Почти нулевой трафик ночного Тарасова поспособствовал тому, что у дома я оказалась в рекордно короткие сроки. Поблагодарила и вывалилась из машины, будто куль с мукой. Да и ощущала себя соответственно.
Глянула на окна кухни, видимые из двора.
И сразу же напряглась: в кухне горел свет, приглушенный занавесками. Поздновато для чаепития.
Мила давно знает, что меня с заданий дожидаться не надо. А сегодня я, ко всему прочему, предупредила, что переночую у Арцаха. На случай, если на задании меня ранят: пугать тетушку своим видом я не хотела.
Уже в лифте я расстегнула куртку, изготавливаясь к возможной драке. Тело мобилизовало ресурсы.
Я открыла дверь и сразу же выхватила пистолет.

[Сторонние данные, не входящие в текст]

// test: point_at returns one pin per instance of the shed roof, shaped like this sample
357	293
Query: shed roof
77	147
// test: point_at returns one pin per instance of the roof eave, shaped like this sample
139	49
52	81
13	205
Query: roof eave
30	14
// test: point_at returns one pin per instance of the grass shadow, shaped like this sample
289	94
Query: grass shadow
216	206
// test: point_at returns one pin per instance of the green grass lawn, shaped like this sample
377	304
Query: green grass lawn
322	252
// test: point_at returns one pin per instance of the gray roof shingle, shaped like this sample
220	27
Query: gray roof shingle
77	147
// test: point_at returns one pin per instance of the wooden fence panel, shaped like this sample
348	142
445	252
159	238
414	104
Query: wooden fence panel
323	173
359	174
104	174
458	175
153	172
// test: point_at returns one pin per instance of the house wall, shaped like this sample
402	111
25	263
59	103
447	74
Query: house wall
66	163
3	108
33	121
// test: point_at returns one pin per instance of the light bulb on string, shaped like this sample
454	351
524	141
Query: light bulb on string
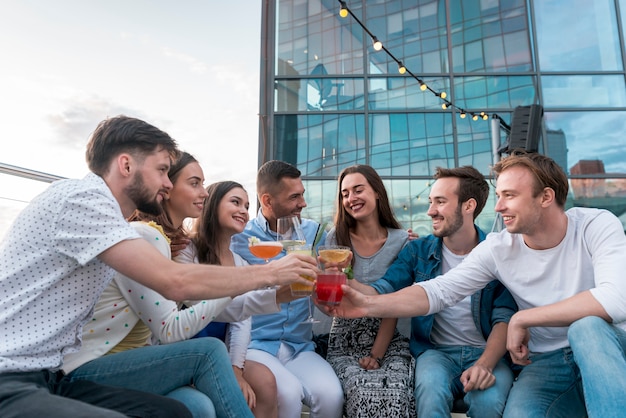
343	10
377	44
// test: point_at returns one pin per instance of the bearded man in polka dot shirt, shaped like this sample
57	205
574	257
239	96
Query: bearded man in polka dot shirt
62	251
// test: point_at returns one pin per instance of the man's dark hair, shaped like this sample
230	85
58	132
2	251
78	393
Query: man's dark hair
122	134
271	173
472	185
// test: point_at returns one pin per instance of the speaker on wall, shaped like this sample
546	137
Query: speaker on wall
526	128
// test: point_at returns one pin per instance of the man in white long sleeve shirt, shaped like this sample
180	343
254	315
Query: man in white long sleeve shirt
565	270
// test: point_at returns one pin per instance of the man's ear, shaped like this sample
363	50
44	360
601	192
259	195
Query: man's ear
124	164
266	200
547	196
469	205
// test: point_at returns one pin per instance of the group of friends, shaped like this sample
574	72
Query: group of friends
186	322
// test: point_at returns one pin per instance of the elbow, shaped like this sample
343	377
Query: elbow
175	288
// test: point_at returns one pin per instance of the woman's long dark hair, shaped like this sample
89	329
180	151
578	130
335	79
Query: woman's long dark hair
207	227
344	222
172	232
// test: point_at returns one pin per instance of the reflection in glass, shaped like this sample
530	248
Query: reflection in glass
573	91
579	38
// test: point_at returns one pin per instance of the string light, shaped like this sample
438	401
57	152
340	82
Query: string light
344	11
377	44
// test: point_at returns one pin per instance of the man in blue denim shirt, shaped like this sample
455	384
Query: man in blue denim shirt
459	351
283	341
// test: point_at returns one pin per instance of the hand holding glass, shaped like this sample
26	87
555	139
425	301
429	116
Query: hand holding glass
289	231
333	254
328	287
265	249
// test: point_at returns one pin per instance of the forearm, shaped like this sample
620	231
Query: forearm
495	348
362	287
561	314
408	302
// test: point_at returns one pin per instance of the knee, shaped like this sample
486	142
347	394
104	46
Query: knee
581	332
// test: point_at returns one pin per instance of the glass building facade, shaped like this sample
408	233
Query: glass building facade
329	100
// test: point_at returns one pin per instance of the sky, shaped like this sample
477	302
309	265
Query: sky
190	68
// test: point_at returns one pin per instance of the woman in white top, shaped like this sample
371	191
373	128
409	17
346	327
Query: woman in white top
225	214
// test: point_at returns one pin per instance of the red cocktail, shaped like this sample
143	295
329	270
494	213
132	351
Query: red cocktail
328	287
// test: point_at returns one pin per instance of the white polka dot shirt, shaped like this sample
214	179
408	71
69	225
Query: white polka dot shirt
50	278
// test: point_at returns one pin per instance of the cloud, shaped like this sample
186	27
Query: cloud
73	125
195	65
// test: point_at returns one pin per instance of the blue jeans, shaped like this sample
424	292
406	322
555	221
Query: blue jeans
49	394
162	369
599	349
437	383
548	387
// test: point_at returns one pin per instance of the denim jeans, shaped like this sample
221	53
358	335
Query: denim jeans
49	394
161	369
548	387
437	383
599	349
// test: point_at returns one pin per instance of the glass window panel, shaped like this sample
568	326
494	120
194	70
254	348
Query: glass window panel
581	136
481	93
577	37
318	94
310	32
584	91
321	144
481	36
404	93
411	144
591	146
408	31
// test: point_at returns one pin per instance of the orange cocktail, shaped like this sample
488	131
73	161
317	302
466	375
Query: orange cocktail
265	249
298	289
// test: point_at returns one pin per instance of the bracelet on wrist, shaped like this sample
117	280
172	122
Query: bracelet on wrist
379	360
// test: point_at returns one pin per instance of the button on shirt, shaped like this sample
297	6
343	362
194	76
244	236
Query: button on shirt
269	331
50	278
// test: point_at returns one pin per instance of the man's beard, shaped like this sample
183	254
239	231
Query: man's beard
452	227
138	193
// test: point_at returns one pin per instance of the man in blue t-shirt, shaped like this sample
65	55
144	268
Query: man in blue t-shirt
283	340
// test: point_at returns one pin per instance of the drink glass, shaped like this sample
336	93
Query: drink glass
265	249
328	288
289	231
298	289
333	253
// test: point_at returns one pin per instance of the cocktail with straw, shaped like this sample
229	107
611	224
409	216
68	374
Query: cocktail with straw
264	249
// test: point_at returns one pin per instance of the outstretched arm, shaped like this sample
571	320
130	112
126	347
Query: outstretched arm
381	344
408	302
480	374
560	314
140	261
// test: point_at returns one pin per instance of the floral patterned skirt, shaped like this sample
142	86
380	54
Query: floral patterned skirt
385	392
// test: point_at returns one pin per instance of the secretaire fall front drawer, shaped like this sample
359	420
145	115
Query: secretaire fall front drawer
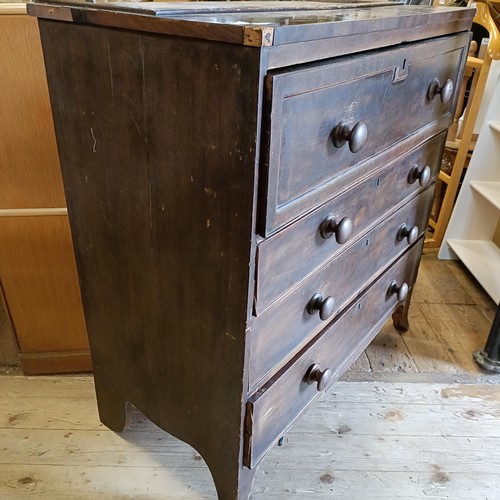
325	118
290	255
303	312
274	406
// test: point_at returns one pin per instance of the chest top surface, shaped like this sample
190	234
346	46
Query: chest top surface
261	23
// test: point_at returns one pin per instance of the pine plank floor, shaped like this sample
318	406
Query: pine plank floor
414	418
362	440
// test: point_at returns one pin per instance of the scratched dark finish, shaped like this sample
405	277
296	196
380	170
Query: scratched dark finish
159	116
374	90
283	398
160	184
280	265
286	325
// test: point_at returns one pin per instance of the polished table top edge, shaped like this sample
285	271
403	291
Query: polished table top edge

Лишь в кухне горел свет, остальная квартира была погружена во тьму.
Ну, вашу ж!..
Я ворвалась на кухню и спустя полмгновения целилась…
Василиса сидела за столом, улыбаясь этой своей набившей оскомину, омерзительной доверчивой и умиротворенной улыбкой просветленного человека. Она пила чай с сушками.
Моя тетушка сидела напротив нее, составляя компанию. Взгляд Людмилы был безмятежен и пуст, от вида пистолета она даже не вздрогнула, как и от грохота распахнутой двери.
Из чего я моментально вычислила, что Мила под гипнозом.
Оказалось, что силы во мне иссякли не все, на ярость хватило.
– Какого *** ты здесь забыла, сука?! – сиплым от эмоций голосом воскликнула я. – И где ребенок?!
– Спит Русланчик, – ответила за Комарову Мила, отпив чаю. – Такой хороший мальчик. Покушал и спит.